C’est à leur plus grande stupéfaction (et satisfaction) que les randonneurs pongidés ont été accueillis au sortir de Dourdan par les innombrables Tantes de Gidé, susdit nombre qui à l’instar des élection allemandes n’a pas permis de dégager une majorité concernant ce qu’elles avaient (ou pas).

Cette randonnée par champs et plaines, somptueusement organisée par le Maître, et finalement ponctuée par un feu d’artifice royal, a permis aux participants d’apprécier nombre de délices locaux.

D’une très haute tenue générale, la journée fut l’occasion de rendre un culte à l’Eau, et d’organiser une collecte de déchets avec un beau succès.

Malheureusement, sans doute sous l’effet d’un soleil inespéré, la troupe s’est par la suite livrée à diverses déprédations et manifestations sous la menée de quelques révolutionnaires.
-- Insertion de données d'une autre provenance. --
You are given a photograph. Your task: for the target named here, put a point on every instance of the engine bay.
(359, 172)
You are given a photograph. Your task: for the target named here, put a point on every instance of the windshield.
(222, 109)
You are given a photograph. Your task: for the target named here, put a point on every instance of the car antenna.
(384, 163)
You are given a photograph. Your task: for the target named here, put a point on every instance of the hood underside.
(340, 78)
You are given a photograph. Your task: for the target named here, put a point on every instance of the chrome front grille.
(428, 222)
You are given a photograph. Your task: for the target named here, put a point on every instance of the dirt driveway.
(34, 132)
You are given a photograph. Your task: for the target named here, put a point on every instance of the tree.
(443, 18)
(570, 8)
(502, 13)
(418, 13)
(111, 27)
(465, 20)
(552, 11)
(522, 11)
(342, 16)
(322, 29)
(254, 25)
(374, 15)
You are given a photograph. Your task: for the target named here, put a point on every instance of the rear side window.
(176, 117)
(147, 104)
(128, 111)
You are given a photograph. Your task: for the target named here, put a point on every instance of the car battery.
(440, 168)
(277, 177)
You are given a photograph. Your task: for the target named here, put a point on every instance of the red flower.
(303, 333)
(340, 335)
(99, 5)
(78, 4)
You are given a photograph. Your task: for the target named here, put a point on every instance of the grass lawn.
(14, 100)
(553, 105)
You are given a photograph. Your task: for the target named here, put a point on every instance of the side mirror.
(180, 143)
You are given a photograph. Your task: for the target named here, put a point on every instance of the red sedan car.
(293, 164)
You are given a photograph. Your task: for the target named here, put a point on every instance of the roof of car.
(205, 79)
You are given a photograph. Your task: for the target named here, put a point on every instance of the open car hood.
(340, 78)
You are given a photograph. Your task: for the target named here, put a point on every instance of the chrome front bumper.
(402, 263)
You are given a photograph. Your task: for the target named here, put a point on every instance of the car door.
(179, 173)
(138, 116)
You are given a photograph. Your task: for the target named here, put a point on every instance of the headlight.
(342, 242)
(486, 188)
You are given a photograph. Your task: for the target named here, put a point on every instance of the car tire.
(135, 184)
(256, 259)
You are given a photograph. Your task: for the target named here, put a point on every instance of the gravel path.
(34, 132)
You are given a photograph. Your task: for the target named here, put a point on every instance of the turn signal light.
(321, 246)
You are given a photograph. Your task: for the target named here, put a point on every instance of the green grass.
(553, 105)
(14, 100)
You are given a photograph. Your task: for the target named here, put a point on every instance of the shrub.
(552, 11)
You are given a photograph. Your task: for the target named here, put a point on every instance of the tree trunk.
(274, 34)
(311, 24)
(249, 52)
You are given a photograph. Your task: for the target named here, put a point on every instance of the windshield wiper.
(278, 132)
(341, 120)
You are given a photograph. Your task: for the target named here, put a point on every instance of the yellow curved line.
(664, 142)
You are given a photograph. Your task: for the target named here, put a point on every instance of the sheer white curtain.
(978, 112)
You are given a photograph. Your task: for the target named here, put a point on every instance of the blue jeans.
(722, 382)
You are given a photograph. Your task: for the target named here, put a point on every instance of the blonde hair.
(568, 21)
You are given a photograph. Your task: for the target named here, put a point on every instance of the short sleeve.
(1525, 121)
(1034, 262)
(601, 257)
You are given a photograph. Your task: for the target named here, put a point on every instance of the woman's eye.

L’intervention de la police montée, conjointement à la négociation énergique des valeureux pompiers de Bitche (sur les lieux à l’origine pour secourir un bébé pongidé égaré dans un peuplier) ont permis aux esprits de se calmer miraculeusement.

La Nature ayant repris sa sérénité après cet épisode tumultueux qui n’a cependant fait aucune victime, la troupe a pu victorieusement gagner Etampes, puis la Capitale, avec l’espoir de prochaines révélations exclusives sur les origines pongidéennes.